PANCREATITE ACUTA

Definizione

Pancreatite acuta è un disturbo del pancreas esocrino, ed è associato a lesioni delle cellule acinose con risposte infiammatorie locali e sistemiche.

Epidemiologia

È una delle principali cause gastrointestinali di ospedalizzazione a livello mondiale. Il picco di incidenza si ha tra i 40 e gli 80 anni, con un valore stimato di circa 5-6 casi ogni 100.000 persone all’anno in Italia. La forma biliare è più frequente nelle donne , mentre negli uomini predomina la forma alcolica.

Eziologia

Calcoli biliari: sono la causa più comune di pancreatite acuta (40-70%), circa il 3-7% dei calcoli biliari evolve in pancreatite acuta. Quando ALT >150 u/l ha un valore predittivo positivo del 95% per l’eziologia biliare.

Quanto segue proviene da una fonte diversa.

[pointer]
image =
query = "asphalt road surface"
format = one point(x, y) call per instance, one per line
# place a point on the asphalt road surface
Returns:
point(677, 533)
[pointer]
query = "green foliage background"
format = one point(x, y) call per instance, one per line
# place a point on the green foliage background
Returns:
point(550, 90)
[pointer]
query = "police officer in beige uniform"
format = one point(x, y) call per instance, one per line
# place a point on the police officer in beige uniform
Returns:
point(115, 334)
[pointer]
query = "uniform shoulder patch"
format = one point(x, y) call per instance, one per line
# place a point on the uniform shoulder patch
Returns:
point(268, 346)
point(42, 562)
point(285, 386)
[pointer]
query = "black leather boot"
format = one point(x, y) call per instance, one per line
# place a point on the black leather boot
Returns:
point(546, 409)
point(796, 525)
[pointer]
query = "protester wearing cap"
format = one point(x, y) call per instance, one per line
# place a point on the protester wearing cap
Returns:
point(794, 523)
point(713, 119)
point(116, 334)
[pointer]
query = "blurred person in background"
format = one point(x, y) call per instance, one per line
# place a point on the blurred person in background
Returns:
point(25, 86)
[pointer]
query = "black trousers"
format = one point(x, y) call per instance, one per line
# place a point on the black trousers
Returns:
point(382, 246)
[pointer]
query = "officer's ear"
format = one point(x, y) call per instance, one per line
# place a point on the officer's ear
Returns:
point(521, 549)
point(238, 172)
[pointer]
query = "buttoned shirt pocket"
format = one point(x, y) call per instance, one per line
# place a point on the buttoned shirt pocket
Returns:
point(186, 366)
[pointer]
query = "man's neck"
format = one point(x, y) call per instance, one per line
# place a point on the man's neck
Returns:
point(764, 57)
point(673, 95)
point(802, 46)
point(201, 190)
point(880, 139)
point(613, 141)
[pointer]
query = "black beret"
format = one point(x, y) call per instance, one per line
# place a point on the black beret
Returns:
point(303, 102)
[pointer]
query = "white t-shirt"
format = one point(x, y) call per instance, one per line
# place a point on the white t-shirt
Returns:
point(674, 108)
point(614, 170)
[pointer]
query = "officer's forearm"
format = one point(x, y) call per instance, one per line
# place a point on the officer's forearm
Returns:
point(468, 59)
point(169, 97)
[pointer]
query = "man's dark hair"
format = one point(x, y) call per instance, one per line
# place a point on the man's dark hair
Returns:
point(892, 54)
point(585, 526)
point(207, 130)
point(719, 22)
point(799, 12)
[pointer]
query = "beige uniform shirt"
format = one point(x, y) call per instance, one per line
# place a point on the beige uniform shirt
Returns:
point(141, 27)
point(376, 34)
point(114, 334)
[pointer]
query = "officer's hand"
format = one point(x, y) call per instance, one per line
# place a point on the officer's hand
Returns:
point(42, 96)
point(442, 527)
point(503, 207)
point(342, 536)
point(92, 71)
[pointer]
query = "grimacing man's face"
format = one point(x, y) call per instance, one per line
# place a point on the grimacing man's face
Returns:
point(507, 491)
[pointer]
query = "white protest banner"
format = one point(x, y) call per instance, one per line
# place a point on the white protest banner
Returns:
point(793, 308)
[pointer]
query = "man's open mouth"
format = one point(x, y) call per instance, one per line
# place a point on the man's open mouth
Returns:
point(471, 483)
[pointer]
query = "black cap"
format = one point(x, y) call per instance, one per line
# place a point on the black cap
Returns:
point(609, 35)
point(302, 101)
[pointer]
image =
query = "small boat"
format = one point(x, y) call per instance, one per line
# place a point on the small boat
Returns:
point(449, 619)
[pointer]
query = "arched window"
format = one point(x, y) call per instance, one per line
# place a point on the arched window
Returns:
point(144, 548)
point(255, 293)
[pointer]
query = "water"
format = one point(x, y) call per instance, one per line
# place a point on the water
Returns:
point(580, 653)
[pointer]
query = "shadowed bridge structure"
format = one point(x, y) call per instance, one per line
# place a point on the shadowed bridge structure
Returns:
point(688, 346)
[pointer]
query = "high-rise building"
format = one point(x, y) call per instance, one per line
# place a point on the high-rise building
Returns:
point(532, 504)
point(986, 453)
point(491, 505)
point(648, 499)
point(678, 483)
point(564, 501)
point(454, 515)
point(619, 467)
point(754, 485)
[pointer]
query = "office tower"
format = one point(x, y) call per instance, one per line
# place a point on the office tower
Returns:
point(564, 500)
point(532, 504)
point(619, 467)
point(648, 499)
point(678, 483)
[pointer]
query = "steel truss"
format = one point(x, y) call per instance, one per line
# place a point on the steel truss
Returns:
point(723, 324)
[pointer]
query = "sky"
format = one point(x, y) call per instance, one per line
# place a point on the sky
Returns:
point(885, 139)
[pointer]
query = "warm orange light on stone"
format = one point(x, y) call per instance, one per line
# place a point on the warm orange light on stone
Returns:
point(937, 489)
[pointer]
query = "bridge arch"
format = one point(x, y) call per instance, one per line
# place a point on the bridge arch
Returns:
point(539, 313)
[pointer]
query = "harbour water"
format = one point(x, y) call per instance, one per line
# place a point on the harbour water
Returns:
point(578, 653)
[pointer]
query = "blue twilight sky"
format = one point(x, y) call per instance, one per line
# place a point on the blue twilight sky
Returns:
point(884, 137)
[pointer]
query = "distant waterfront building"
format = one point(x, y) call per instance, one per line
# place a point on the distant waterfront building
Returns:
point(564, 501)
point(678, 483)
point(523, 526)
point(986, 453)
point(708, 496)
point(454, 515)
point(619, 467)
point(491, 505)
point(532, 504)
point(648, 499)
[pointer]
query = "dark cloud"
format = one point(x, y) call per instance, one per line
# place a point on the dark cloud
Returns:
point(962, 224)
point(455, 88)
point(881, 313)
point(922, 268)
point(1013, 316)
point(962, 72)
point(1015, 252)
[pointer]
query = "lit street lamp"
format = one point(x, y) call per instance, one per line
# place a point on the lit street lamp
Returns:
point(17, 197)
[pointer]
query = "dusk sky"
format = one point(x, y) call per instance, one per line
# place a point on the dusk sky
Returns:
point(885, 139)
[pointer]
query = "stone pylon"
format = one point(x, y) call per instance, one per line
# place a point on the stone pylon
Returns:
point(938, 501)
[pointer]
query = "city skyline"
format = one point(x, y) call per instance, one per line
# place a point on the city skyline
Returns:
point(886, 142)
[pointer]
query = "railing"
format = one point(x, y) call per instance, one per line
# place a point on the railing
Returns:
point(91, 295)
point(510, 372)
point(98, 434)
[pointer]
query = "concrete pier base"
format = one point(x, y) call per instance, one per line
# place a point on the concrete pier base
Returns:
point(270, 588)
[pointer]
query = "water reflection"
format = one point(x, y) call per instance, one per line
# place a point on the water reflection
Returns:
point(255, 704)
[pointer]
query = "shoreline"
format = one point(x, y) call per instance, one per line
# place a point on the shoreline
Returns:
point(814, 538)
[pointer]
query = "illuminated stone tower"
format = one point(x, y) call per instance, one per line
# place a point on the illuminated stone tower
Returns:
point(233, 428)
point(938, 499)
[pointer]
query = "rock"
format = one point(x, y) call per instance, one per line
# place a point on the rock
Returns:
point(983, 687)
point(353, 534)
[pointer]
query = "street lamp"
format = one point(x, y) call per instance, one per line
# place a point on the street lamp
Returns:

Alcol: responsabile di circa il 25-35% dei casi di pancreatite acuta negli USA.

Ipertrigliceridemia: concentrazioni sieriche superiori a 1000 mg/dl possono precipitare una pancreatite acuta isolata e valori compresi tra 500 e 1000 mg/dl possono aggravare una pancreatite acuta causata da altre eziologie.

Post-ERCP: si verifica nel 3% dei pazienti sottoposti a ERCP diagnostico e nel 5% dei pazienti sottoposti a ERCP terapeutico. I fattori di rischio per lo sviluppo della pancreatite includono l’inesperienza dell’esaminatore, l’incannulamento difficile e la procedura terapeutica.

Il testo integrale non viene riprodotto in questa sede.